- Australia will need to transform at all levels in order for the country to achieve its full potential, a new report from the CSIRO has found.
- The difference between reform and stagnation could mean as much as a $40,000 difference to Australian incomes by 2060.
- The report paints a vision of a futuristic country with a complete overhaul of our food and energy production, transport systems, cities, and economy.
By 2060, Australia could become an ultra-modern, world-leading nation or alternatively, could be in a state of slow decline, depending on whether or not we get our act together now.
That’s the conclusion of The Australian National Outlook report – a new landmark study released by the CSIRO and compiled by some of the country’s leading universities and businesses.

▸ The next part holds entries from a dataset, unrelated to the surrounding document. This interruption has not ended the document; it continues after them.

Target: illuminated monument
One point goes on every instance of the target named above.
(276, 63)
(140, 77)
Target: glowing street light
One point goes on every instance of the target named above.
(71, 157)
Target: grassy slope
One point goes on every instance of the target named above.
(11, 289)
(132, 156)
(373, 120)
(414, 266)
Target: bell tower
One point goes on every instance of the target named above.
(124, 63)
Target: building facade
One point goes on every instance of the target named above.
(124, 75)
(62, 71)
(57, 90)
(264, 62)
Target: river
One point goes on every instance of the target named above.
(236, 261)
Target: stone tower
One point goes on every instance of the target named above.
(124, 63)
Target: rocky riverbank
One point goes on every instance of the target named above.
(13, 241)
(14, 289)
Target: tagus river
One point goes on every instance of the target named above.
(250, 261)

The study paints a stark picture of the opportunity Australia has today to either seize or to squander with the long-lasting effects set to impact all of us.

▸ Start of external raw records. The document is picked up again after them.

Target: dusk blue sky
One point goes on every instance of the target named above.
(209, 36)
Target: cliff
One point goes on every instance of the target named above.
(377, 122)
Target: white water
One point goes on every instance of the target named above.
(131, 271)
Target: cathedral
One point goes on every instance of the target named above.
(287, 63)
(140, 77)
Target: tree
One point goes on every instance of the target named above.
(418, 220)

The defining factor as to which path we choose will be whether or not Australia is willing to transform, according to the study.
“Emerging technologies will play a key role and Australian companies need to be aware of both the opportunities and challenges they will create,” CSIRO Futures director James Deverell said on releasing the study.
Real wages could rise by as much as 90% over the next 40 years if the Australian workforce is prepared for the jobs of the future and embraces an increasingly wealthy Asia.
In terms of dollars and cents, that could be a difference of $40,000 to incomes by 2060, potentially bucking today’s trend of slow wage growth.
But the CSIRO’s vision incorporates more than just a changing economy.
We’ll also live in a more functional and productive society, as Australia’s major cities transform to become much more densely populated, slashing the average distance you travel in half.
As a result, Australia will need to develop efficient public transport, embrace self-driving vehicles, cycleways and walking paths to enable its citizens to move around.
To achieve this utopia, federal politicians will need get it together on energy policy too – a notoriously uncertain proposition in Parliament today.
That’s because in the best case scenario painted by the CSIRO, Australia will be producing 100% of its energy via renewables, slashing household electricity bills by 64%.
All of these measures would help cut the cost of living, making our cities more affordable and decreasing wealth inequality.
“We believe the positive outcomes in this report are all achievable, but they will require bold, concerted action and long-term thinking,” Deverell said.
It’s the kind of long-term reform that the recently memorialised prime minister Bob Hawke, along with treasurer and future leader Paul Keating, were credited with bringing to Australia during the late ’80s and early ’90s.
This report poses the question: do Australia’s leaders of today have the same appetite for change?